By Anna Vainio, PhD student, School of East Asian Studies
Each year our department runs a seminar series, inviting a number of interesting speakers to discuss their latest research and share it with staff, students and visitors alike. Last week saw this year’s keynote lecture, delivered by Prof. Anne Allison from Duke University, one of the leading voices in the field of Anthropology on Japan. Her fascinating lecture on Automated graves, the new business of death in Japan, gathered a sizeable audience from across the region. And, against expectations her talk was perhaps more about the subject of living than about dying itself.

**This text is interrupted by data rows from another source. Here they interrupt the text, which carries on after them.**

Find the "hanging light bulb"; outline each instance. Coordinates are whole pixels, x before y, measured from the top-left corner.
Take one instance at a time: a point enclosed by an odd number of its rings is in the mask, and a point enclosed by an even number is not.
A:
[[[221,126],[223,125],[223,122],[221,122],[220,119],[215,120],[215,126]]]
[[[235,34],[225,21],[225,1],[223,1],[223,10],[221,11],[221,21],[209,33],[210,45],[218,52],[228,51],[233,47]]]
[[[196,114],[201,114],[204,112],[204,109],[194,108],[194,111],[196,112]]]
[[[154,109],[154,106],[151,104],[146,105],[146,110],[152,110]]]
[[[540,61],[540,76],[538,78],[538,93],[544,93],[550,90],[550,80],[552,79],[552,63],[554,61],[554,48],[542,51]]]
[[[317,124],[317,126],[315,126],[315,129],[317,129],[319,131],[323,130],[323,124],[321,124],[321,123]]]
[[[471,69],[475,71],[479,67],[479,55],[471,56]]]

As Japan has for a long time suffered from lowered birthrate combined with a rapidly aging population, increasingly many people today are departing from the physical world without leaving a family behind. Traditionally, death has been the business of family, with most people dying at home amongst their extended family, buried into the family grave in the countryside, with annual rituals being carried out by the family. With the decline of the family, death has become a lonely business, a haunting prospect on how “not to day”, says Allison, prompting people to manage their own death and life beyond the grave in advance.
This, according to Allison, has led to the development of a booming and ever growing “ending market”, referring to the popularisation and marketisation of death and dying. She presents us with a number of examples ranging from ‘grave buddies’ (haka-tomo) to sutra chanting robots, but mostly focusing on the concept of automated graves that promote a “designer style death”. To alleviate anxiety around death and dying alone, the number of automated gravesides is rising sharply, with over a hundred of them today in Tokyo alone.
But what is an automated grave site? The ashes of the deceased are stored in the facility and delivered to a one-size-fits-all viewing booth via an automated system for visitors who come and pay their respects and carry out necessary annual rituals. If no family is around, the rites can be carried out by the staff as well for an additional fee. Allison’s description gave a colourful and detailed account of a facility that combines grace and refinement, with maximum efficiency and convenience for the modern user (both the dead and the living).
During the Q&A Allison was asked whether these changes in how people are ending their days in Japan today can be seen as the death of Japanese culture itself, she provided a poignant response. While precariousness of the society is increasing and creeping into many aspects of life, literally from cradle to the grave, in contrast, these shifts in tradition can also be seen as signs of the vitality of Japanese culture itself. They represent a sense of hope and persistence to keep cultural forms, traditions and heritage alive.
In Japan drastic demographic changes and decline of the family is coupled with a highly developed and responsive consumer society. Whether it is cat cafes, “virtual wives”, or automated graves, they speak of a society that is developing services and products to alleviate a range of life’s discomforts and uncertainties, and helping people self-manage their lives in a number of ways in the absence of public or private safety nets. While many such services may on the surface seem depressing, they are still providing a sense of comfort, hope, and continuity for those trying to lead their lives, and to die, in an ever more precarious society.